Gastric mucosal atrophy is evaluated using endoscopic examination of the atrophic border and histopathologic examination based on the Sydney system [26]. These two atrophy-staging systems demonstrate relatively good agreements [26]. Our previous studies revealed that Alu-adjacent methylation was impeded in cancer patients with closed-type atrophy and LTR-adjacent methylation was increased in cancer patients with open-type atrophy compared with controls [6,8]. This suggests that cancer-related methylation changes are distinct from the progression of gastric mucosal atrophy. Active H. pylori inflammation detected in this study may induce the recruitment of new stem cells intermittently in the gastric mucosa. However, stomach-specific TFF2 methylation peaked at regular intervals in H. pylori-positive subjects. Stem cell replacement appears to occur regularly regardless of H. pylori infection. Gastric mucosal atrophy and H. pylori infection may influence the phenotype-stabilizing methylation during stem cell replacement.
This study had some potential limitations. First, inherent factors may affect methylation patterns [27,28]. Thus, it is challenging to analyze periodic methylation patterns depending on the family history of gastric cancer patients. Second, because of a relatively small sample size, the authors could not conclude the significant decreases in trough methylation of housekeeping genes in cancer patients. Longitudinal studies with a larger sample size are required to investigate periodic methylation levels and the risk of gastric cancer. Third, there may be interobserver differences in the extent of gastric mucosal atrophy based on endoscopic examination. To ensure the reliability of the atrophic border classification, gastric mucosal atrophy was measured repeatedly by two endoscopy specialists. Fourth, the histopathologic types of gastric cancer were not evaluated in this study. In human and mouse gastric cancers, phenotype shift from diffuse to intestinal types is clearly defined [29]. New stem cells may be unstable at an early stage and acquire gastric stem cell traits at a late stage. Periodically replaced stem cells seem to develop into diffuse-type cancer, followed by intestinal-type cancer, depending on phenotypic stability. Further studies are needed to clarify the relationship between the histologic types of gastric cancer and the phenotype-stabilizing methylation.

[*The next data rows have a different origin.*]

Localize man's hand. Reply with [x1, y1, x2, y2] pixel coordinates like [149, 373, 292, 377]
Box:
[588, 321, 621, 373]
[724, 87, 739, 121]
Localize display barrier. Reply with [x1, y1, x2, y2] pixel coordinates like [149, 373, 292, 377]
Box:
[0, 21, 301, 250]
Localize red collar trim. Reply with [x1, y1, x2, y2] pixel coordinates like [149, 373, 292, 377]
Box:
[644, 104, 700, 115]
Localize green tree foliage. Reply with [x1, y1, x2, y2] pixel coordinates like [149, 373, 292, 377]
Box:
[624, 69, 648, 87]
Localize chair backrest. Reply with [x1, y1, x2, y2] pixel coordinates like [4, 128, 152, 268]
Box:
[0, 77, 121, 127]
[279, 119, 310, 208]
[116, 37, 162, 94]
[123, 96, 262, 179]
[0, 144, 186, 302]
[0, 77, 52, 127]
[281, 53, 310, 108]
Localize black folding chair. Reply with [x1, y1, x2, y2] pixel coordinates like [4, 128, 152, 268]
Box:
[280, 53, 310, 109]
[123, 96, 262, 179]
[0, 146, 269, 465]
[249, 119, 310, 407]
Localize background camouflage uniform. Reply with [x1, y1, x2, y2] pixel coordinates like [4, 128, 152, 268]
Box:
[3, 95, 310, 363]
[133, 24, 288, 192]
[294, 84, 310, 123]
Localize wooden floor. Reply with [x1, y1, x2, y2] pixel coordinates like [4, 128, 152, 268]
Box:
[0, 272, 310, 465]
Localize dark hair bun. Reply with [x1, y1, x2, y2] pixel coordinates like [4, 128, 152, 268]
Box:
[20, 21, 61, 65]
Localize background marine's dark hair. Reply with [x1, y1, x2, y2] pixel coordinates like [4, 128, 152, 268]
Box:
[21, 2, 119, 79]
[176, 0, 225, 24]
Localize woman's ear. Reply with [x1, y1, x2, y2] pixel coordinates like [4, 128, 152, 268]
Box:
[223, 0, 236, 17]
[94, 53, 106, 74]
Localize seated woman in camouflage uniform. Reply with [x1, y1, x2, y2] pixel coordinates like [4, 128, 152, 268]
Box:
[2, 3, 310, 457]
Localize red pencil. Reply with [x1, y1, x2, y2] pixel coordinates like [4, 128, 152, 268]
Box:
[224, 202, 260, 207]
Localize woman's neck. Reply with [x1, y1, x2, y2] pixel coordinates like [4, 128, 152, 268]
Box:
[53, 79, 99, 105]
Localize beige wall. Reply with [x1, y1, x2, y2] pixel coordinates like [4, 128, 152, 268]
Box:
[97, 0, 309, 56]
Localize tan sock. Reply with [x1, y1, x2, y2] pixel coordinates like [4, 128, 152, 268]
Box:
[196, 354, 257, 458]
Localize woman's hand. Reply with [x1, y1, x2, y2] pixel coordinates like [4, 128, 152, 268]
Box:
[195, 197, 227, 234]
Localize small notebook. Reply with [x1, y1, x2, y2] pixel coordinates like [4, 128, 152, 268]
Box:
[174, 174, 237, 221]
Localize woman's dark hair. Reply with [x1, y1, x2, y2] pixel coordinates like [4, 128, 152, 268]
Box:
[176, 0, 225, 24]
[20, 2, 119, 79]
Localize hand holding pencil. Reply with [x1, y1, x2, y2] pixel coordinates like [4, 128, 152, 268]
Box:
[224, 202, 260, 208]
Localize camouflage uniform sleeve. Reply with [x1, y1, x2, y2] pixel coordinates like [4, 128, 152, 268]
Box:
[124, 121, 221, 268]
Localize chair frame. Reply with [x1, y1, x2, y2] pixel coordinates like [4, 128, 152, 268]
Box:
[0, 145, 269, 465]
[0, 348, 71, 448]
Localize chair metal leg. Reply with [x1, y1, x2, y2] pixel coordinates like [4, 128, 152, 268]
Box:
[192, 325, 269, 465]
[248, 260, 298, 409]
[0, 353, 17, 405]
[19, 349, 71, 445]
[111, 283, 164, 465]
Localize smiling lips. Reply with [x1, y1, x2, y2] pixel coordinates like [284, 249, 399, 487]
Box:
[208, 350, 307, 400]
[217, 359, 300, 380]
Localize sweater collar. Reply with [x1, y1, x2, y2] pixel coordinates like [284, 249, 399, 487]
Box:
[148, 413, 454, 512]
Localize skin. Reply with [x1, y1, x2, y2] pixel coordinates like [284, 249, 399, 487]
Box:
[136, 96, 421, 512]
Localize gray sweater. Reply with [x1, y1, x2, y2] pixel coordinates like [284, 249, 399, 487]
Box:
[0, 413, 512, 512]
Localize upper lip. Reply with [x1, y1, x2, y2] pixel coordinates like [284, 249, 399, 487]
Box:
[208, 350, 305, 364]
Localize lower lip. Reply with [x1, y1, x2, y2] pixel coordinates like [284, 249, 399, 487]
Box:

In summary, methylation peaks of stomach-specific TFF2 in controls and methylation troughs of housekeeping genes in gastric cancer patients appeared at similar intervals of 8 years. This suggests that new gastric stem cells with high self-renewal capacity replace old stem cells at certain periods rather than irregular periods and that new stem cells displaying impeded housekeeping gene methylation are prone to transform into malignant cells. To our knowledge, stem cell periodicity in terms of gastric cancer evolution has not been previously reported. Even though gastric glandular stem cells were periodically replaced, the initiation of stem cell replacement could be diverse among individuals. Age-related transitional CpG methylation provides a clue to the initiation point of stem cell replacement. Individuals at high risk for gastric cancer may be effectively distinguished by tracing the phenotype-stabilizing methylation of housekeeping genes after the period of stem cell replacement.
Notes
No potential conflict of interest relevant to this article was reported.